Friday, October 21, 2011

Stark despair. Some hope

i don't want food stamps or section 8 housing preserved for my children, I want a free country preserved for them.
A chronicle of decline. And a choice.

The president barely hangs on in his home state of Illinois--another blue state but with a dimmer governor. The unemployment rate just hit 10% here, the decline continues, the burden grows:
  In just ten years, the Illinois General Assembly pushed the burden of billions in government spending onto Illinois’ future generations. Official estimates put Illinois’ unfunded pension liability at $85.6 billion. But that amount does not take into account the $25.8 billion in pension obligation bond (POB) payments still outstanding, which have a net present value of approximately $17.2 billion1 (see Graphic 1). Adding the present value of the POB debt to the unfunded pension liability puts the total pension burden at $102.8 billion.
Insert primal scream here again.

Chicago startups see drop in VC dollars for third quarter

Let's see, what's Occupy Chicago doing again.
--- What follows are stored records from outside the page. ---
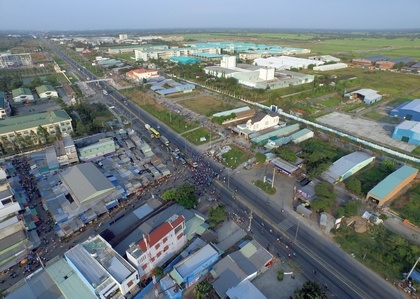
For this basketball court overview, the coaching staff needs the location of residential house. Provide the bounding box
[126,214,187,280]
[12,87,34,103]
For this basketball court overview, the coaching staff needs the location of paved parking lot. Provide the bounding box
[317,112,416,152]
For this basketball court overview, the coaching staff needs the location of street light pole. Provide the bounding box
[295,217,300,243]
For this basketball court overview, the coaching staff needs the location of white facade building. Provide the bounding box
[64,235,139,299]
[246,112,280,132]
[314,62,348,71]
[254,56,325,70]
[126,215,187,280]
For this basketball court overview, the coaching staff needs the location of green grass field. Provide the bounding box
[178,96,234,116]
[222,144,252,168]
[318,98,341,107]
[363,110,400,124]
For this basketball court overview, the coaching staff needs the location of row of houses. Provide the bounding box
[5,199,274,299]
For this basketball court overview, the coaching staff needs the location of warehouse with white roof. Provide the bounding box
[321,152,375,184]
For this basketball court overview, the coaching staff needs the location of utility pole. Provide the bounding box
[271,167,276,188]
[143,234,159,299]
[246,210,252,232]
[295,217,300,243]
The One's reelection strategy. Hope after all.

P.S.
Much of the state lending went to local governments eager to pursue grand dreams. Unfortunately, a great deal of what they built already appears downright useless. As the Washington Post reported, China’s stimulus spending produced “an astonishing frenzy of building—highways, subways, airports, bridges, high-speed rail lines, and even new cities constructed, literally, in the middle of nowhere.” Chinese citizens are staring at new airports in small counties to which few passengers will fly, new subway lines in small cities that may not have needed them, and high-speed trains with ticket prices many cannot afford.
The local governments, meanwhile, are sitting on large piles of debt they cannot afford.
nOpe. I want a free country. More:
On July 23, a high-speed rail accident in southeast China killed 40 and injured about 190 passengers. Officials blamed signal failure, but outraged citizens and journalists (including many from the state media) have demanded investigations. While China has built the world’s largest network of high-speed railway in under seven years, this undertaking has been plagued by corruption and shoddy construction. In February, Liu Zhijun, China’s minister of railways and architect of the country’s $300 billion high-speed rail network, was fired and arrested, accused of taking $152 million in bribes—not to mention keeping 18 mistresses.
In this, fortunately, we probably can't quite compete. I mean...

P.P.S. A percussion tax at OWS. Mugged by the dictatorship of the proletariat. A drumbeat of life lessons:) You tax something, you get less of it.